In sponsored search, a number of advertising slots is available on a search results page, and have to be allocated among a set of advertisers competing to display an ad on the page. This gives rise to a bipartite matching market that is typically cleared by the way of an automated auction. Several auction mechanisms have been proposed, with variants of the Generalized Second Price (GSP) being widely used in practice.
There is a rich body of work on bipartite matching markets that builds upon the stable marriage model of Gale and Shapley and the assignment model of Shapley and Shubik. This line of research offers deep insights into the structure of stable outcomes in such markets and their incentive properties.
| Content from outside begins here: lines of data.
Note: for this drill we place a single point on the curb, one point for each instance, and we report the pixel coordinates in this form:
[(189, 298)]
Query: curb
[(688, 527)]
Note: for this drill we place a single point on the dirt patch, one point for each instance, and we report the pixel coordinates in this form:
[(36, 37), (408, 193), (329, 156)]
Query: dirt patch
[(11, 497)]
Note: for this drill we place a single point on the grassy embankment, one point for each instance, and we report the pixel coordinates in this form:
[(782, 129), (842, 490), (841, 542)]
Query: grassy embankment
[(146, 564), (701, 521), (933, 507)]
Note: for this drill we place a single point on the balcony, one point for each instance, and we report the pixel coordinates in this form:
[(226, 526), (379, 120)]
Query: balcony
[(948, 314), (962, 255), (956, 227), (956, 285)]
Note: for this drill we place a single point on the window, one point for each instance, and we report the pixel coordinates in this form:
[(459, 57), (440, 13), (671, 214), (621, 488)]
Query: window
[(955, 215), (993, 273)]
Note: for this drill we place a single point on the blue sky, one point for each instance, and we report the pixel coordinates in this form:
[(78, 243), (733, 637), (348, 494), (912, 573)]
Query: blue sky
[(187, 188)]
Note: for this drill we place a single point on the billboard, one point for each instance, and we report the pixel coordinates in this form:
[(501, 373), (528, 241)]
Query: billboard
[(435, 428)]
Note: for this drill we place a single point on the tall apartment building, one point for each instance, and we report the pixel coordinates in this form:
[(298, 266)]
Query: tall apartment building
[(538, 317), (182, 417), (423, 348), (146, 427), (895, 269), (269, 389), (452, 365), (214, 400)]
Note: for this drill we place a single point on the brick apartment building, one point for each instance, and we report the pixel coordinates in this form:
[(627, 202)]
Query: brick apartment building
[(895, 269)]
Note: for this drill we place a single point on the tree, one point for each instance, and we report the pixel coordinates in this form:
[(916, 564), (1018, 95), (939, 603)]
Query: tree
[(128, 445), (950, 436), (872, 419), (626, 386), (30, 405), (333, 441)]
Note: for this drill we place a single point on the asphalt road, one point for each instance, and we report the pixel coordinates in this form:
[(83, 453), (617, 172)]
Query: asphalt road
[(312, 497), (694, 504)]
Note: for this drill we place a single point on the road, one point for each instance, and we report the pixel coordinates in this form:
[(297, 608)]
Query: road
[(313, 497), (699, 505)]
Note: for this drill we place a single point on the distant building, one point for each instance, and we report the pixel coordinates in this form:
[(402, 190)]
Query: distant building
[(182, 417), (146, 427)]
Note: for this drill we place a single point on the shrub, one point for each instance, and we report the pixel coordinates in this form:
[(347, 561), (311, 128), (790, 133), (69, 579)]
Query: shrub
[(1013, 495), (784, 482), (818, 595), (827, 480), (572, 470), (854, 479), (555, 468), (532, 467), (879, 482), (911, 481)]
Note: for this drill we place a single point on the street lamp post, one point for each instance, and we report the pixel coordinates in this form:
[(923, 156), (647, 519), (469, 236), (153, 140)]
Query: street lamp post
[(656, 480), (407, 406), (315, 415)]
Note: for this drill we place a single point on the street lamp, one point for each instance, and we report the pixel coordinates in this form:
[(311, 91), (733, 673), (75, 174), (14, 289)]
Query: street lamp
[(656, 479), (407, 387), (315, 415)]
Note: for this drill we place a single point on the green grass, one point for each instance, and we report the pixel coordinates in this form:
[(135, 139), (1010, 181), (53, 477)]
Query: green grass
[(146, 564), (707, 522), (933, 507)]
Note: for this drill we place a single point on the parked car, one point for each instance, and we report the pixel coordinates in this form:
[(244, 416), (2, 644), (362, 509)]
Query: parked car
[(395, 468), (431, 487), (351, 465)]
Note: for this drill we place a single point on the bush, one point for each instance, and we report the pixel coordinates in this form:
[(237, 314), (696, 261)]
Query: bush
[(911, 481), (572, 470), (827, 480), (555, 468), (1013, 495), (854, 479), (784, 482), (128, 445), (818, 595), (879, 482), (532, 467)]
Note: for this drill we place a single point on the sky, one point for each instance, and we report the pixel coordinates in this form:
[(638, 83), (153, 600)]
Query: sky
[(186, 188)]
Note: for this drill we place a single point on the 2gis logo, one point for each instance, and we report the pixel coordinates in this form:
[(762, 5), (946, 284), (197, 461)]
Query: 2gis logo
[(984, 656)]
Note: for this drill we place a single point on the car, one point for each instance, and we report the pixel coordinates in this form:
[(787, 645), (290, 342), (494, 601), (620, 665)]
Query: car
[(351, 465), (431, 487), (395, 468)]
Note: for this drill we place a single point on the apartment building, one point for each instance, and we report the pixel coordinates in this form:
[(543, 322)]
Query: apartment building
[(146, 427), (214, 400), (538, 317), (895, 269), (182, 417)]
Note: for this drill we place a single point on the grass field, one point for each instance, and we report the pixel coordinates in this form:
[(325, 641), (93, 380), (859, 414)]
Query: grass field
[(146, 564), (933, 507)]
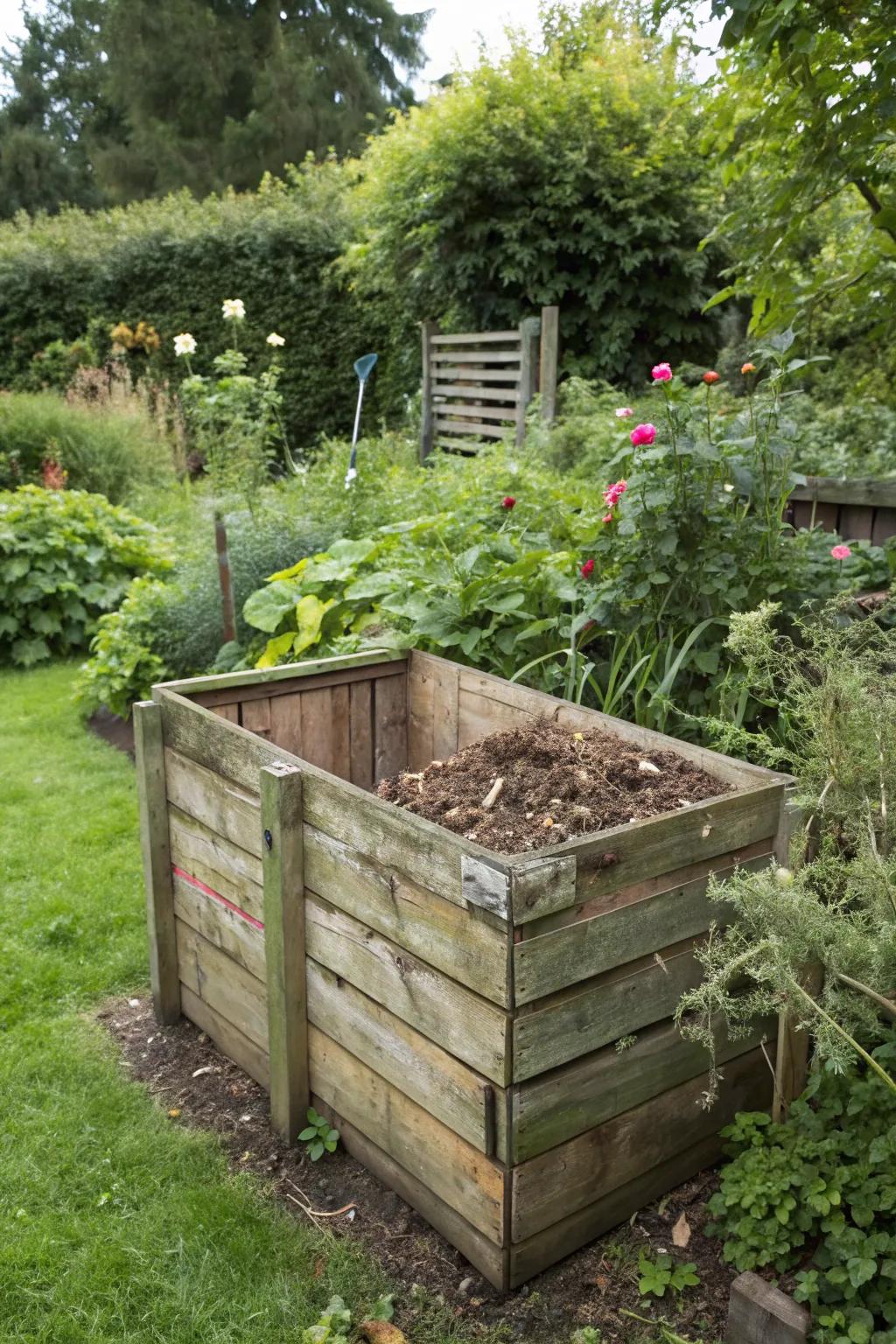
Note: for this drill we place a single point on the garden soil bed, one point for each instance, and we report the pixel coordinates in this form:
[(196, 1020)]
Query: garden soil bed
[(544, 784), (203, 1088)]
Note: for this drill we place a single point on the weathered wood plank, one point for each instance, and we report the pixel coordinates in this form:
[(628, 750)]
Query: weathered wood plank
[(256, 717), (156, 858), (361, 734), (403, 1057), (220, 864), (760, 1313), (223, 984), (555, 1106), (341, 732), (268, 677), (453, 1016), (449, 937), (507, 396), (579, 950), (625, 855), (584, 1170), (318, 729), (476, 338), (426, 852), (284, 880), (552, 1245), (452, 1168), (615, 1004), (238, 938), (286, 722), (228, 1040), (214, 800), (480, 1251), (476, 356), (389, 727), (609, 900)]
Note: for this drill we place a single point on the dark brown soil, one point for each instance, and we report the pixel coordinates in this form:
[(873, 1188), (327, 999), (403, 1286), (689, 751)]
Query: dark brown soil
[(555, 785), (198, 1086)]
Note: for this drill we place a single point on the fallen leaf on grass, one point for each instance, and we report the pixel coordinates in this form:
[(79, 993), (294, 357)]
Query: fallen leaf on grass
[(382, 1332)]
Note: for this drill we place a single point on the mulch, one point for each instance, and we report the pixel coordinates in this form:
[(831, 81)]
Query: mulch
[(540, 785), (186, 1074)]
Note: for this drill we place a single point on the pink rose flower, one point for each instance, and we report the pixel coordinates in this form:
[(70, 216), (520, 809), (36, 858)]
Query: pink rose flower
[(642, 434)]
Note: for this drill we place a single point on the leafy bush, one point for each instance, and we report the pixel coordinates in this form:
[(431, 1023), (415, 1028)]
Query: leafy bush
[(562, 176), (171, 262), (105, 451), (820, 1193), (65, 559), (172, 628)]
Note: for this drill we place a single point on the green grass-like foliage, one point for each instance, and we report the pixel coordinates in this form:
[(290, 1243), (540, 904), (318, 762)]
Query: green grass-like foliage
[(818, 1194), (109, 451), (66, 556)]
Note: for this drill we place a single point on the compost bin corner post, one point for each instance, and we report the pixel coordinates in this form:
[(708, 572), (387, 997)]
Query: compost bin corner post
[(284, 879), (153, 839)]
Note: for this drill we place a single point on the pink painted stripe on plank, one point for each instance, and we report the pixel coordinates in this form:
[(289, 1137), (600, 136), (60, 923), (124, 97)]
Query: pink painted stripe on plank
[(215, 895)]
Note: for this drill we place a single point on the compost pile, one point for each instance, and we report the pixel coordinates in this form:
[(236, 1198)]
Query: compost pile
[(534, 787)]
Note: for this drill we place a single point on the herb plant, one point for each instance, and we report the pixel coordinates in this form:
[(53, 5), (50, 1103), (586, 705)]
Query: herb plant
[(817, 1195), (318, 1136), (65, 558)]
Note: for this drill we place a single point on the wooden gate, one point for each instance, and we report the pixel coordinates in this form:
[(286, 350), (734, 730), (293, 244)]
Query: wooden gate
[(480, 385)]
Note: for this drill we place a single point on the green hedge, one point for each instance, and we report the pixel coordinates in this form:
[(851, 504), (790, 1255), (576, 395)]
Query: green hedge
[(171, 262)]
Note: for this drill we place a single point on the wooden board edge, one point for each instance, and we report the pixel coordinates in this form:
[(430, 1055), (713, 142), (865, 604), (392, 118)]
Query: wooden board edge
[(485, 1256)]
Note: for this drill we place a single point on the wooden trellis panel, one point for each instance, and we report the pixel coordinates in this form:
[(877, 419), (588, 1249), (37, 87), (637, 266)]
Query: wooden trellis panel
[(479, 385), (858, 509)]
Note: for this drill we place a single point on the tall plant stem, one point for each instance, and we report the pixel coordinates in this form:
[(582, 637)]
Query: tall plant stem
[(841, 1031)]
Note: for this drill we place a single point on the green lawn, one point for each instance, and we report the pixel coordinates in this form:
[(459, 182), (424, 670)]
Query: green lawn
[(116, 1223)]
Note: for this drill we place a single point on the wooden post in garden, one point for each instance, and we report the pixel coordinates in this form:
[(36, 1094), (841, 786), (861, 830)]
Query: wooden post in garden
[(792, 1058), (284, 879), (153, 840), (550, 361), (529, 331), (427, 332)]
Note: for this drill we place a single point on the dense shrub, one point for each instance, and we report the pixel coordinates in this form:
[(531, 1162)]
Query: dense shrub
[(172, 628), (108, 451), (171, 262), (65, 559), (562, 178), (820, 1193)]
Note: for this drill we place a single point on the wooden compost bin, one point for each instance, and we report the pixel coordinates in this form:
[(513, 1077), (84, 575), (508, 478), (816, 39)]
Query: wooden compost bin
[(453, 1010)]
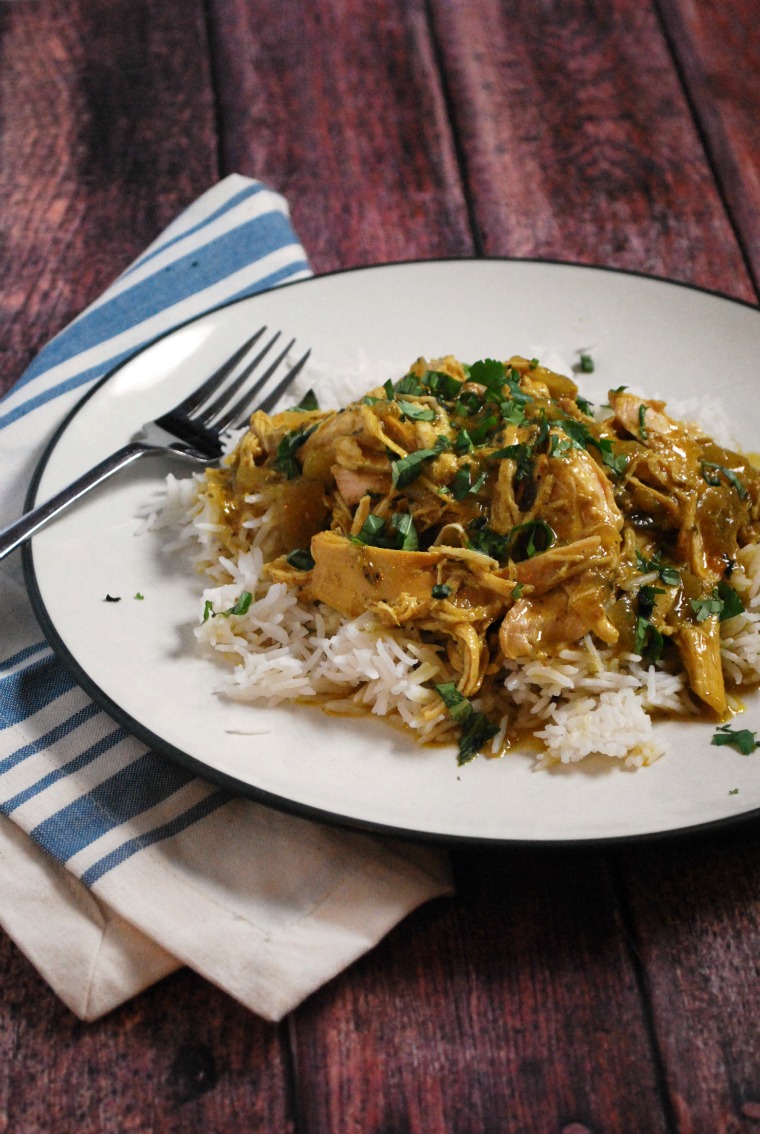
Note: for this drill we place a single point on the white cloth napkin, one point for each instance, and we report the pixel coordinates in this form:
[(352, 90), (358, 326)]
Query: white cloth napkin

In this paper, we model advertising auctions in terms of an assignment model with linear utilities, extended with bidder and item specific maximum and minimum prices. Auction mechanisms like the commonly used GSP or the well-known Vickrey-Clarke-Groves (VCG) can be interpreted as simply computing a bidder-optimal stable matching in this model, for a suitably defined set of bidder preferences, but our model includes much richer bidders and preferences. We prove that in our model the existence of a stable matching is guaranteed, and under a non-degeneracy assumption a bidder-optimal stable matching exists as well. We give an algorithm to find such matching in polynomial time, and use it to design truthful mechanism that generalizes GSP, is truthful for profit-maximizing bidders, correctly implements features like bidder-specific minimum prices and position-specific bids, and works for rich mixtures of bidders and preferences. Our main technical contributions are the existence of bidder-optimal matchings and strategyproofness of the resulting mechanism, and are proved by induction on the progress of the matching algorithm.